静かに熱く燃える炎
このレビューにはネタバレが含まれています
2021年2月1日 17時57分
役立ち度:0人
総合評価:
4.0
本作は原作を先に読んでいました。
主人公の秀一が原作のイメージに合っています。
知性的でありながらも不器用さをはらんだ演技がいい感じです。
青色の炎と言えば、赤い炎よりも高温。
作中ではチェレンコフ光が一瞬取り上げられていますが、こちらは確か原作にはなかったような……。
いずれにしても危険性を大きく持ったものです。
10年前に離婚したのに戻ってきた養父・曽根。
秀一は彼から家族を守りたい一心でした。
それが曽根を殺すことになるのですが、自分が殺したことがばれると当然本末転倒です。
級友に知られそうになり、更に罪を重ねる秀一の姿がとても切ないです。
大事なものを守りたい、という気持ちが暴走してしまう若さゆえの未熟さもあるでしょう。

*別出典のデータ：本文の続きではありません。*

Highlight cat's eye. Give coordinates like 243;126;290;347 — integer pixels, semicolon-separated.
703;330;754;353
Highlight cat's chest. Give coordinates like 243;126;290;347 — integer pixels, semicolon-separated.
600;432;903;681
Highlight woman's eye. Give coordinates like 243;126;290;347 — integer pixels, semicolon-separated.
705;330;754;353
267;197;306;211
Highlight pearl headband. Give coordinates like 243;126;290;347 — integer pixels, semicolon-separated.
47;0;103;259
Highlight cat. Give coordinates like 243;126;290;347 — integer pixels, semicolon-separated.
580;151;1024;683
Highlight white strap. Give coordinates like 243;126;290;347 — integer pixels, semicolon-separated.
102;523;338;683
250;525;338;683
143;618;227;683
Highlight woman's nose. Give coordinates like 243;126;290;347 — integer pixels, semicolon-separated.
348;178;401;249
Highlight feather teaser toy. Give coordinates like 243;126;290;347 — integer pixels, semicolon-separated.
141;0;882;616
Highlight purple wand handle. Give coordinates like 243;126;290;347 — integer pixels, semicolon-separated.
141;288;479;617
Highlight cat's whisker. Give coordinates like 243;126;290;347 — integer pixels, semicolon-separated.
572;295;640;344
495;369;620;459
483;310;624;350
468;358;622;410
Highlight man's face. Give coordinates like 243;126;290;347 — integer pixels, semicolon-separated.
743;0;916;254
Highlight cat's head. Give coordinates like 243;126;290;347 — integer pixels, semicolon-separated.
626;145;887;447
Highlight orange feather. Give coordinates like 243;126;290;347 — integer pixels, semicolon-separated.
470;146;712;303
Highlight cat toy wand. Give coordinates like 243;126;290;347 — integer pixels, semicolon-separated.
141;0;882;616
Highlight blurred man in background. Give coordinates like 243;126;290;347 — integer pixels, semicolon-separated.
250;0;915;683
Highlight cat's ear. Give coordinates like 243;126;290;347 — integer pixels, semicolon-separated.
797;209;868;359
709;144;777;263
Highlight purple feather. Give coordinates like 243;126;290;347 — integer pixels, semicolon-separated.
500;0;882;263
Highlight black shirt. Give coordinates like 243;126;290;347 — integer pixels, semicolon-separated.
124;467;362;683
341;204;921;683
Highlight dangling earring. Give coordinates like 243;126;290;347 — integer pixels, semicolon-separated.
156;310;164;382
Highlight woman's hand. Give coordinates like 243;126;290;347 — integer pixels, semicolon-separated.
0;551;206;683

その辺りの静かな内面の激しさを二宮和也さんが巧みに演じていました。
秀一が最後に選んだ道。これもまた切ないです。
彼の価値観の中では「それ」しか思い浮かばなかったんだろうなぁ……。
原作にはなかった表現ですが、「その後」の映像の上に秀一が「好きなもの」を語る台詞が重なるのがよかったです。